I should add that there is also an essential piece of information which is, I think, unfairly withheld from the audience, though once revealed it completely gives the game away. Anybody can construct a thriller simply by not telling the audience relevant facts. The art of the genre is to reveal the facts and let the audience try (unsuccessfully, of course) to put them together in such a way as to reach the right conclusion. I also objected to the film’s raising the issue of tension between the police and a sharp defense attorney who has recently been defending a criminal who has shot a policeman. Suddenly the attorney himself needs police protection, or finds himself in a position to defend himself as the shot cop had done, and the police won’t help him. This is an interesting idea, but it is raised only to be dropped again almost immediately, and it has no bearing on the denouement.

Kenneth Branagh, who is often a splendid actor (usually when he is not directing himself), does a fine job with the lawyer, Rick Magruder, catching just the right mix of seediness, corruption and decency.
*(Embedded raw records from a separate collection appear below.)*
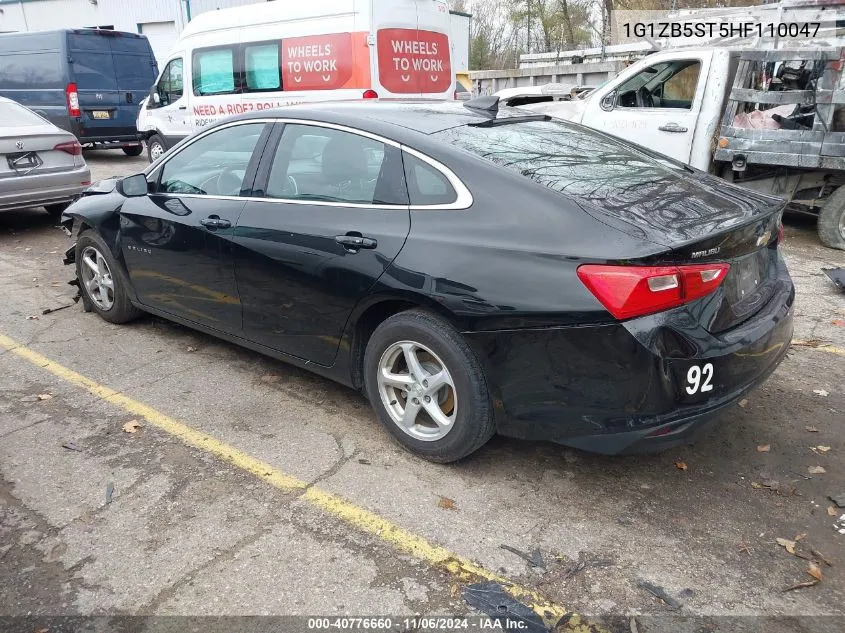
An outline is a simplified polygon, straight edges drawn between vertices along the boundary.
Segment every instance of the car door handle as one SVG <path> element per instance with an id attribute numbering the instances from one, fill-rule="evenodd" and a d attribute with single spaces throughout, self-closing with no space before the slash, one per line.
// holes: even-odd
<path id="1" fill-rule="evenodd" d="M 364 237 L 360 233 L 349 232 L 346 235 L 335 235 L 334 241 L 347 251 L 357 253 L 359 248 L 376 248 L 378 241 L 371 237 Z"/>
<path id="2" fill-rule="evenodd" d="M 677 132 L 677 133 L 681 133 L 681 134 L 683 134 L 684 132 L 687 131 L 687 128 L 685 128 L 681 125 L 678 125 L 677 123 L 667 123 L 666 125 L 661 125 L 657 129 L 660 130 L 661 132 Z"/>
<path id="3" fill-rule="evenodd" d="M 188 109 L 188 106 L 179 106 L 179 109 L 180 109 L 180 110 L 187 110 L 187 109 Z"/>
<path id="4" fill-rule="evenodd" d="M 228 229 L 232 226 L 232 223 L 229 222 L 229 220 L 222 219 L 216 215 L 210 215 L 207 218 L 203 218 L 200 220 L 200 224 L 212 231 L 216 229 Z"/>

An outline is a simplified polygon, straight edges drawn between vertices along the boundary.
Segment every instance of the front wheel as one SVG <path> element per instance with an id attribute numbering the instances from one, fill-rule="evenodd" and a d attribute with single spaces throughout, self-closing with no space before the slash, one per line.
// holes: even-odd
<path id="1" fill-rule="evenodd" d="M 84 231 L 76 242 L 76 277 L 85 305 L 110 323 L 126 323 L 141 315 L 129 300 L 128 282 L 106 243 Z"/>
<path id="2" fill-rule="evenodd" d="M 151 163 L 154 163 L 159 157 L 167 151 L 167 146 L 164 144 L 164 139 L 158 134 L 153 134 L 147 139 L 147 158 Z"/>
<path id="3" fill-rule="evenodd" d="M 364 353 L 364 383 L 394 439 L 427 460 L 459 460 L 493 436 L 481 363 L 438 316 L 410 310 L 379 325 Z"/>
<path id="4" fill-rule="evenodd" d="M 834 191 L 824 203 L 818 232 L 822 244 L 845 251 L 845 186 Z"/>

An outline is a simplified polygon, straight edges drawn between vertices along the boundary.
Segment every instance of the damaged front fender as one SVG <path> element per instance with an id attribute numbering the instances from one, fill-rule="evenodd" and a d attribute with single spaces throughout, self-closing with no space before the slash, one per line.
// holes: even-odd
<path id="1" fill-rule="evenodd" d="M 60 225 L 68 237 L 75 238 L 87 228 L 96 229 L 108 243 L 113 243 L 120 228 L 120 209 L 126 198 L 116 189 L 116 179 L 100 181 L 85 191 L 83 197 L 62 214 Z M 76 261 L 76 245 L 65 251 L 65 265 Z"/>

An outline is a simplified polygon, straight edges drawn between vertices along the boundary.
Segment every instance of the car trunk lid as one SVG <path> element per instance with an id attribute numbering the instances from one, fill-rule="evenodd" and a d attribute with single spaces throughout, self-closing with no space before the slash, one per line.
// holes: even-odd
<path id="1" fill-rule="evenodd" d="M 55 149 L 60 143 L 75 142 L 76 138 L 52 125 L 2 129 L 0 178 L 71 170 L 82 164 L 81 156 Z"/>

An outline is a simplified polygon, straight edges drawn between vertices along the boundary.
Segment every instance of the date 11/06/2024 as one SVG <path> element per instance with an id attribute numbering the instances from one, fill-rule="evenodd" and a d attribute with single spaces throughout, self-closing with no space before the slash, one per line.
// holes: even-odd
<path id="1" fill-rule="evenodd" d="M 330 617 L 308 618 L 309 631 L 523 631 L 529 623 L 509 617 Z"/>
He does the Savannah accent—to my ear—flawlessly and even manages that hitherto almost completely unmastered shibboleth of Americanisms for transplanted Britons, the double d in “goddamn.” Embeth Davidtz, by contrast, seems not quite up to the job of the white trash tramp, Mallory Doss, perhaps feeling a bit overawed by Branagh’s high-power star-turn opposite her. Famke Janssen may be miscast as Branagh’s ex-wife—it is hard to tell because she has so little to do—but Darryl Hannah is definitely wasted in the role of Rick’s legal factotum, Lois. Mr Duvall, Robert Downey Jr and Tom Berenger in supporting roles all do competent and workmanlike jobs of impersonating Messrs Duvall, Downey Jr. and Berenger respectively.